Preferably, the G L P-1R activator resembles a peptide when X is₁₂Or X₂₀Or X₂₇Or X₂₈Is side chain-amino glutamyl fatty acid [ gamma-Glu (N- α -fat acid)]Or glutamyl fatty diacid [ gamma-Glu (N- α -fat diacid)]Modified lysine has a structure shown in chemical formula 1; when X is present₁₂Or X₂₀Or X₂₇Or X₂₈Is on the side chain-amino group [2 × AEEAC-gamma-Glu- (N- α -fatty diacid)]The structure of modified lysine is shown in chemical formula 2.

The invention also provides a hypoglycemic analogue peptide homodimer which is formed by connecting the same monomers as in any one of claims 1 to 3 through a disulfide bond formed by cysteine to form the H-type G L P-1R activator analogue peptide homodimer.

Preferably, the amino acid sequence of the dimer is any one of:

wherein, X₂Or X₁₃Is L- α -glycine or L- α -alanine or α -aminoisobutyric acid (α Aib); X₁₂Or X₂₀Or X₂₇Or X₂₈Is lysine, arginine, or side chain-amino glutamyl fatty acid [ gamma-Glu (N- α)-fatty acid)]Or glutamyl fatty diacid [ gamma-Glu (N- α -fat diacid)]Modified lysine, or side chain-amino group [2 × AEEAC-gamma-Glu- (N- α -fatty diacid)]A modified lysine; x₃₈Is PS (HN)₂) Or SKKKKKKKK (HN)₂) (ii) a "" indicates the disulfide bond formed between two cysteines.

Preferably, when X₁₂Or X₂₀Or X₂₇Or X₂₈Is side chain-amino glutamyl fatty acid [ gamma-Glu (N- α -fattyacid)]Or glutamyl fatty diacid [ gamma-Glu (N- α -fat diacid)]Modified lysine has a structure shown in chemical formula 1; when X is present₁₂Or X₂₀Or X₂₇Or X₂₈Is a side chain-amino group of [2 × AEEAC-gamma-Glu- (N- α -fatty diacid)]The structure of modified lysine is shown in chemical formula 2.

The invention also provides the use of said G L P-1R activator-like peptide or said homodimer in the manufacture of a medicament for the treatment of metabolic syndrome disorders.

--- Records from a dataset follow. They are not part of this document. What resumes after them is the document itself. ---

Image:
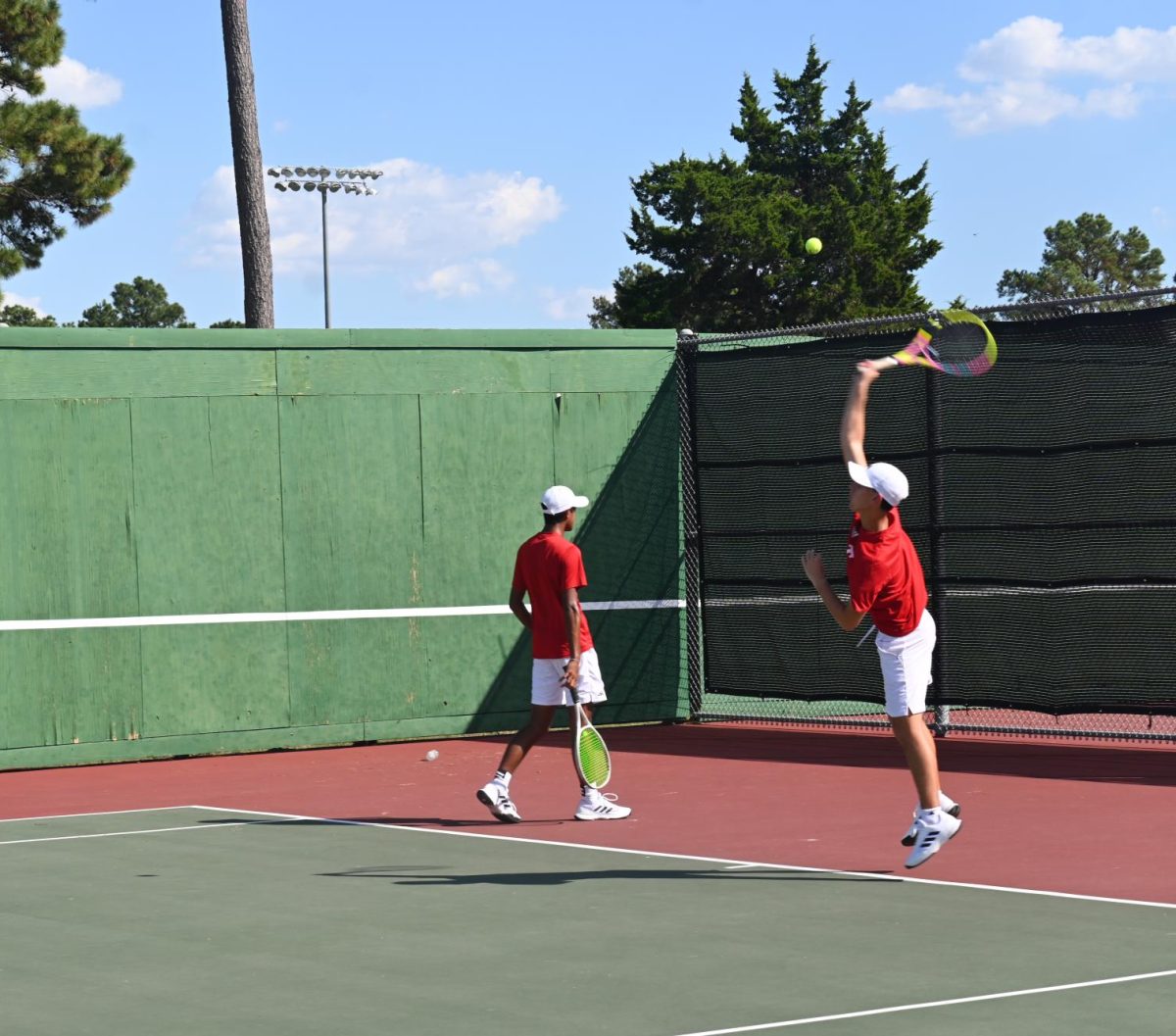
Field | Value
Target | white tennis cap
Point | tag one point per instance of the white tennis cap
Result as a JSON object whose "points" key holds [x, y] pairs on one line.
{"points": [[560, 499], [886, 480]]}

The present invention also provides a medicament for treating a disorder of metabolic syndrome, which comprises as an active ingredient a G L P-1R activator-like peptide or homodimer as described above and a pharmaceutically acceptable salt thereof.

The H-type G L P-1R activator analogue homodimer has the advantages that under the condition that the blood sugar reducing strength is not lower than that of a corresponding monomer peptide, the blood sugar reducing action time of a corresponding monomer activator or a G L P-1R activator clinical medicament approved by FDA or SFDA is remarkably prolonged by about 2-3 times, the activity maintaining time of the provided G L P-1R activator analogue homodimer in vivo is as long as 22 days, and the activity maintaining time is remarkably prolonged compared with that of a positive medicament L ixinaglutide (the medicament effect is maintained for 2 days).

Drawings

FIG. 1 is a graph showing the results of a blood glucose test on a single OGTT.

FIG. 2 is a graph of statistical analysis of body weights of 2G21 treated with T2D model.

FIG. 3 is a graph of a statistical analysis of blood glucose in the T2D model treated with 2G 21.

FIG. 4 is a graph of glycated hemoglobin in a T2D model treated with 2G 21.

FIG. 5 is a graph of statistical analysis of insulin in the T2D model treated with 2G 21.

FIG. 6 is a graph of the statistical analysis of glutamate pyruvate transaminase in the T2D model treated with 2G 21.

FIG. 7 is a graph of the statistical analysis of pancreatic amylase in the T2D model treated with 2G 21.

Detailed Description

In order to more concisely and clearly demonstrate technical solutions, objects and advantages of the present invention, the following detailed description of the present invention is provided with reference to specific embodiments and accompanying drawings.